Bareskrim Belum Dalami Aliran Dana Tjoko Tjandra

Bareskrim Belum Dalami Aliran Dana Tjoko TjandraKaro Penmas Divisi Humas Polri Brigjen Pol Awi Setiyono (Foto: Holang)

KEADILAN – Bareskrim Polri belum mendalami aliran dana Tjoko Tjandra, buronan kasus hak tagih atau cessie Bank Bali sejak 2009 yang merugikan negara hingga Rp940 miliar terhadap Brigjen Pol Prasetijo Utomo.

Karo Penmas Divisi Humas Polri Brigjen Pol Awi Setiyono mengatakan, pihaknya saat ini tengah fokus mendalami keterlibatan Prasetijo dalam kasus penerbitan surat jalan untuk Djoko Tjandra.

“Nanti kita tunggu perkembangannnya. Sampai saat ini kami belum menerima perkembangan itu, pastinya akan sampai ke sana,” ujar Awi di Gedung Bareskrim Polri, Jakarta Selatan, Senin (27/7/2020).
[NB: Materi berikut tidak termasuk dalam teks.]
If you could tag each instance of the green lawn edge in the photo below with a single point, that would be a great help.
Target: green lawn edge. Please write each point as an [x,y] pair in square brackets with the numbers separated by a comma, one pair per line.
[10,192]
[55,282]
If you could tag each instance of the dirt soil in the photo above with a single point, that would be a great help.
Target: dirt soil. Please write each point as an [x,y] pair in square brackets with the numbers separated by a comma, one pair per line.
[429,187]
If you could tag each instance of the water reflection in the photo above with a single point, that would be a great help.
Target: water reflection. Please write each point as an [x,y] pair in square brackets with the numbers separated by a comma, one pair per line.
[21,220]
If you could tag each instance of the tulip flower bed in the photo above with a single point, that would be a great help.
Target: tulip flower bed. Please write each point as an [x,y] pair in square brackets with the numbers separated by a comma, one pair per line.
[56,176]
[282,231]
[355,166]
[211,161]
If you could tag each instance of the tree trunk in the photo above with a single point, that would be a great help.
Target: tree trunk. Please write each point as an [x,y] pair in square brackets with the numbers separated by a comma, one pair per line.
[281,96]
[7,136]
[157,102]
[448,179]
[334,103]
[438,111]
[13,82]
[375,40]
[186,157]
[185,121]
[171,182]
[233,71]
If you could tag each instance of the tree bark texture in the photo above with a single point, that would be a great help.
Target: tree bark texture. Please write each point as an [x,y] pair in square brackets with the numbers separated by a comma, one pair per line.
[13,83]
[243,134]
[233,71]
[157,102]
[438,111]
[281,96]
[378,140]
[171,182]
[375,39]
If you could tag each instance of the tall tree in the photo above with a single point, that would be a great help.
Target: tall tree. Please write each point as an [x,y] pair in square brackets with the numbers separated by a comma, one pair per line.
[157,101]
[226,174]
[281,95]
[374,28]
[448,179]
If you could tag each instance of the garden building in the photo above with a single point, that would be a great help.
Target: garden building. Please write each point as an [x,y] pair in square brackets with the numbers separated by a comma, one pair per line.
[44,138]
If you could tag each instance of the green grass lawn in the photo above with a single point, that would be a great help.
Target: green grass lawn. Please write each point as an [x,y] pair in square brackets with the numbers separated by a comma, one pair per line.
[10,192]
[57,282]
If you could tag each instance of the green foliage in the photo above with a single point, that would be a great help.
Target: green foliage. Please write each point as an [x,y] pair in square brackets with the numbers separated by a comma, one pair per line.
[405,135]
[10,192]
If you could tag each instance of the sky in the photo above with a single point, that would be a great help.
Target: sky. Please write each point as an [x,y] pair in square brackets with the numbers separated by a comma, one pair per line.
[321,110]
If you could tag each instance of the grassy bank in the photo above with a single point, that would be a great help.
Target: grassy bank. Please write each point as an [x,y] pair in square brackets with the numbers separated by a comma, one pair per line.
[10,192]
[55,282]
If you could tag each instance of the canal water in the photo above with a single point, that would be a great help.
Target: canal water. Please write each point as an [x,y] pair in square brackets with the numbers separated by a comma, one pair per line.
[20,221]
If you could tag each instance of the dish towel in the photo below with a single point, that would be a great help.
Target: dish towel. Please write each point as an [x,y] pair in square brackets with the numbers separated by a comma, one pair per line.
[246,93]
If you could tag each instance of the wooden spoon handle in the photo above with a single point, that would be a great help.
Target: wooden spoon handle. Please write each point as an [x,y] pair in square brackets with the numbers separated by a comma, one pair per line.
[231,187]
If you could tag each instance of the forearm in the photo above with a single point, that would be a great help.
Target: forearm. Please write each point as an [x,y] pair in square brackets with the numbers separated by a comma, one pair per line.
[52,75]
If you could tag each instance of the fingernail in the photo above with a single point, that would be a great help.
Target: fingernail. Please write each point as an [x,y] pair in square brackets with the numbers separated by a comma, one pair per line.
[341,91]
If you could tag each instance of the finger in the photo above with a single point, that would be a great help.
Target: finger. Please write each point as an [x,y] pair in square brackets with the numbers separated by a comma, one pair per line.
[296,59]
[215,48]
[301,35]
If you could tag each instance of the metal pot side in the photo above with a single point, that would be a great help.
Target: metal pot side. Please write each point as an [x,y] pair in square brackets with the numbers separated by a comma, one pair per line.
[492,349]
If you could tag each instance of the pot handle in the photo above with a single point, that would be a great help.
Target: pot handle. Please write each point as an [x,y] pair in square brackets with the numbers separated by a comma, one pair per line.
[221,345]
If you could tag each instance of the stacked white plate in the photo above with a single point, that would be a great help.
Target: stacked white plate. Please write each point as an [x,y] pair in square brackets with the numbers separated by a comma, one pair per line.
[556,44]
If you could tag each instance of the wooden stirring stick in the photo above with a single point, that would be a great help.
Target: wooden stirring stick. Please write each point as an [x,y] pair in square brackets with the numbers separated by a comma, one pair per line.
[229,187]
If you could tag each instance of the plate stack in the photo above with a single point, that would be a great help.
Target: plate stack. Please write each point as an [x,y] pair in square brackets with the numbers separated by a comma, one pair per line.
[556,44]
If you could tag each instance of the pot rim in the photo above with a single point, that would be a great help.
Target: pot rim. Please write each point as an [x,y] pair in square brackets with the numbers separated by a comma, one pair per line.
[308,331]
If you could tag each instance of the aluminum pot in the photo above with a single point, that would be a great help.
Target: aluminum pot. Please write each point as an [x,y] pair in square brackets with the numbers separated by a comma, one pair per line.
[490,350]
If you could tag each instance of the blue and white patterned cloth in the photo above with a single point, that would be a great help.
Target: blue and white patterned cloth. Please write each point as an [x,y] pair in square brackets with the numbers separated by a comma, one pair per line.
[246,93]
Awi meminta masyarakat supaya menunggu proses penyelidikan tersebut. Awi memastikan, pihaknya akan menelusuri aliran dana Tjoko Tjandra dalam memuluskan perjalanannya selama di Indonesia.
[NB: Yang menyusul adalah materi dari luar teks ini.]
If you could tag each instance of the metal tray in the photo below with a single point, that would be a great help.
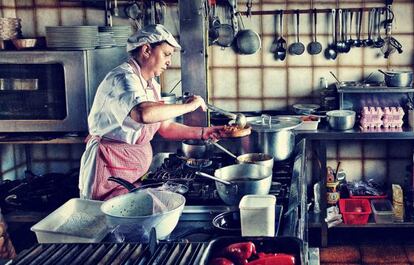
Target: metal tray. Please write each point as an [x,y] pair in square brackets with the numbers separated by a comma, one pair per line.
[76,221]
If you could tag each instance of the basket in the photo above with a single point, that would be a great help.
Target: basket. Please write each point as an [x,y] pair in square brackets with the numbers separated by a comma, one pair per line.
[355,211]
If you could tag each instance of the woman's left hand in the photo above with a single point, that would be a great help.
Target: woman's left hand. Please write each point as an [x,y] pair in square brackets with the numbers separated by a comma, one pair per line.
[212,132]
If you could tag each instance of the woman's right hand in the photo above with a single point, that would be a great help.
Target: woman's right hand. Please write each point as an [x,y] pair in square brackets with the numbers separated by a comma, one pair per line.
[195,102]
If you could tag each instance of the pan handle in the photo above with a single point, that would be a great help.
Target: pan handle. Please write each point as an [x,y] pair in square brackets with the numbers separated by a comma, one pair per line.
[199,173]
[126,184]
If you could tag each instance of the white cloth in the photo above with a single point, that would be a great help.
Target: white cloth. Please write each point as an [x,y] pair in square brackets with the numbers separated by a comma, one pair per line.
[117,94]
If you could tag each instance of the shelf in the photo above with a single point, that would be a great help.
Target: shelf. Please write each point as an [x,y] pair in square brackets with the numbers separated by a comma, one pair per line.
[369,90]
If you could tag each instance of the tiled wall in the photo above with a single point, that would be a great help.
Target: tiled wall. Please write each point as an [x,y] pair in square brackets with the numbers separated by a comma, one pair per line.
[250,82]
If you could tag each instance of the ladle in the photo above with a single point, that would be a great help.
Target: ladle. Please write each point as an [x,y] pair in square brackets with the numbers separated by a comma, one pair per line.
[379,42]
[281,43]
[369,42]
[335,77]
[297,48]
[314,47]
[330,51]
[202,174]
[340,44]
[221,148]
[358,42]
[347,45]
[350,41]
[239,119]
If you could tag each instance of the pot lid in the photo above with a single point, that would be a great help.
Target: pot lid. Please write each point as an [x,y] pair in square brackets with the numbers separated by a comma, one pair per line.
[266,123]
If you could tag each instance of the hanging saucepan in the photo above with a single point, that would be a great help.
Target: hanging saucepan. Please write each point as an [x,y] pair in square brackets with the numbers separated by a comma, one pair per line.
[398,78]
[249,158]
[225,32]
[235,181]
[246,40]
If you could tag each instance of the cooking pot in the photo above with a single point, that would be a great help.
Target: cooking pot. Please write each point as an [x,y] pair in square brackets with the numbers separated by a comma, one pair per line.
[235,181]
[197,149]
[271,135]
[398,78]
[249,158]
[341,119]
[135,213]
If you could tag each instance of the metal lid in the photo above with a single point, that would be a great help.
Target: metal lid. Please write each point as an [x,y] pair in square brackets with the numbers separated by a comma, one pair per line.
[267,123]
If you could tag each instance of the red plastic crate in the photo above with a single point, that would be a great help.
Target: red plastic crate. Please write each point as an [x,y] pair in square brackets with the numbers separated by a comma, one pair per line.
[350,210]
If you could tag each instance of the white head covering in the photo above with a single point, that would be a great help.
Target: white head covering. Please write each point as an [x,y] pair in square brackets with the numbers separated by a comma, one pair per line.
[151,34]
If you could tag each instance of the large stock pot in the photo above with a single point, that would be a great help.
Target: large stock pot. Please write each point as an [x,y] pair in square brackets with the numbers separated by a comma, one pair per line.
[271,135]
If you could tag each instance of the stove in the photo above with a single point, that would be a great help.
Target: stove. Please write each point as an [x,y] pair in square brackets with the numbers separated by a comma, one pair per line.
[202,191]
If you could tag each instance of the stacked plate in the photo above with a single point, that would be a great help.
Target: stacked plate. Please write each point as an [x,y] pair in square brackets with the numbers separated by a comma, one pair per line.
[10,28]
[72,37]
[121,33]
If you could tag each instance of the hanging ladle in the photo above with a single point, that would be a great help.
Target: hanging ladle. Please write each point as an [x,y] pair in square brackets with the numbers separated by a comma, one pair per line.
[358,42]
[314,47]
[281,43]
[378,42]
[297,48]
[330,51]
[239,119]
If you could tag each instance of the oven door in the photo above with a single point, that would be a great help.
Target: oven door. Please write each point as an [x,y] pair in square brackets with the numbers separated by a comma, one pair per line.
[43,91]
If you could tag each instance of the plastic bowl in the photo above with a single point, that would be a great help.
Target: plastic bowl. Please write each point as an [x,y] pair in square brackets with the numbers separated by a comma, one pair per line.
[21,44]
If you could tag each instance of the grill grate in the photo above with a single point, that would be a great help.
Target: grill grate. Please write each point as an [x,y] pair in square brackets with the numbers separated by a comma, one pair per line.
[166,253]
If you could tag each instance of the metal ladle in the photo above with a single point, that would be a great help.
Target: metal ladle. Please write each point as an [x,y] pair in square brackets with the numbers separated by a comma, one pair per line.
[314,47]
[330,51]
[281,43]
[239,119]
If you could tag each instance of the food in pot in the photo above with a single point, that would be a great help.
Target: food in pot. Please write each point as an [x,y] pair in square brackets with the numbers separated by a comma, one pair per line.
[234,131]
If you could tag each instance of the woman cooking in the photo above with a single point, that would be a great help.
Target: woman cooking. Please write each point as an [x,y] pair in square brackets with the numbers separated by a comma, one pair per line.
[126,113]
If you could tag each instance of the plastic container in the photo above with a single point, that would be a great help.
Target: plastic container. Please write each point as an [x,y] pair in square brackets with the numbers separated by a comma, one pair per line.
[281,244]
[257,213]
[76,221]
[355,211]
[383,211]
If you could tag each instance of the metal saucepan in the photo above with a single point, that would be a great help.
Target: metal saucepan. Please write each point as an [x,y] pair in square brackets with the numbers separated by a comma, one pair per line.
[235,181]
[249,158]
[133,213]
[398,78]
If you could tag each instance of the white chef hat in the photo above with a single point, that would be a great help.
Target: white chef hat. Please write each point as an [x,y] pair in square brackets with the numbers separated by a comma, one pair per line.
[151,34]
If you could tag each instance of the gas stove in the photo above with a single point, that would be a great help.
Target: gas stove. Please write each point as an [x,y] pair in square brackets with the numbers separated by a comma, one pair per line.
[202,191]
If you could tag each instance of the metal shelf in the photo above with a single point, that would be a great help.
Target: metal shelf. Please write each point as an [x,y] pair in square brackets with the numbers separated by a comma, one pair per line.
[380,89]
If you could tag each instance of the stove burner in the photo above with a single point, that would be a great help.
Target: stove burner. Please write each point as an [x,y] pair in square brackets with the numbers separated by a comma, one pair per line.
[198,163]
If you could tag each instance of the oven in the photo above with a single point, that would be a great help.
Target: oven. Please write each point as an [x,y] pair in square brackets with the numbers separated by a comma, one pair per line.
[51,91]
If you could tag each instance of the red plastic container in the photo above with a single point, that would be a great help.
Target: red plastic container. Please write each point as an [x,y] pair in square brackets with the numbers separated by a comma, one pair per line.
[355,211]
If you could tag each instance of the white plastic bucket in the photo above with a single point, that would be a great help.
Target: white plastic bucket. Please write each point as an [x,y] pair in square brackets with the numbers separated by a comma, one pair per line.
[257,214]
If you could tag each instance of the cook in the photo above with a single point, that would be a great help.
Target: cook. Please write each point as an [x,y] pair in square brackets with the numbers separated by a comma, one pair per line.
[127,112]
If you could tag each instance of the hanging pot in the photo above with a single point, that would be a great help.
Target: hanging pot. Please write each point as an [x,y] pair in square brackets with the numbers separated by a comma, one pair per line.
[271,135]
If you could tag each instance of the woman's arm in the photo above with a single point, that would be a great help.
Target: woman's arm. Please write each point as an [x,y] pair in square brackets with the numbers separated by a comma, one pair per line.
[151,112]
[178,131]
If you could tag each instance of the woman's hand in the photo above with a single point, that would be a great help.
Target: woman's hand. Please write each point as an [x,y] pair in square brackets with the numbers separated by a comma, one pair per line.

“Pertahap. Pasti Bareskrim akan Follow the money, percaya itu. Nanti kita tunggu. Bagaimana hasil penyelidikannya. Masih berproses. Mohon bersabar, apa pun nanti hasil perkembangan, itu sudah menjadi agenda dari Bareskrim dan penyidik-penyidiknya,” tegasnya.

Sebelumnya Pengacara Prasetijo Utomo, Petrus Bala Pattyona mengatakan, kliennya mengaku tidak menerima uang sepeser pun dari Tjoko Tjandra, baik selama di Jakarta maupun di Kalimantan. Hal tersebut kata Petrus bisa dilacak di ponsel atau rekening pribadi kliennya.

“Klien saya tak pernah terima sepeser pun. Bisa dilacak di WA-nya atau rekeningnya,” tegasnya.

Petrus menerangkan, pertemuan antara klienya dengan Tjoko Tjandra diatur oleh Anita Dewi Anggreini Kolopaking selaku pengacara Tjoko Tjandra. Bahkan kata Petrus, Anita melobi interpol untuk mencabut Red Notice.

“Semua ini diatur Anita. Ia awalnya melobi interpol untuk cabut Red Notice. Ia bersama Jaksa cewe yang namanya sudah beredar ke Kuala Lumpur ketemu Djoko Tjandra, segala urusan Djoko Tjandra di Jakarta, Anita yang atur,” katanya.

Dalam kasus ini Lanjut Petrus, kliennya hanya menerbitkan surat jalan untuk Djoko Tjandra. “Klien saya itu di muaranya saja, buat surat perjalanan. Awal terbongkarnya ini dari interen Kejagung, lalu digoreng di DPR hingga Bareskrim beraksi,” tukasnya.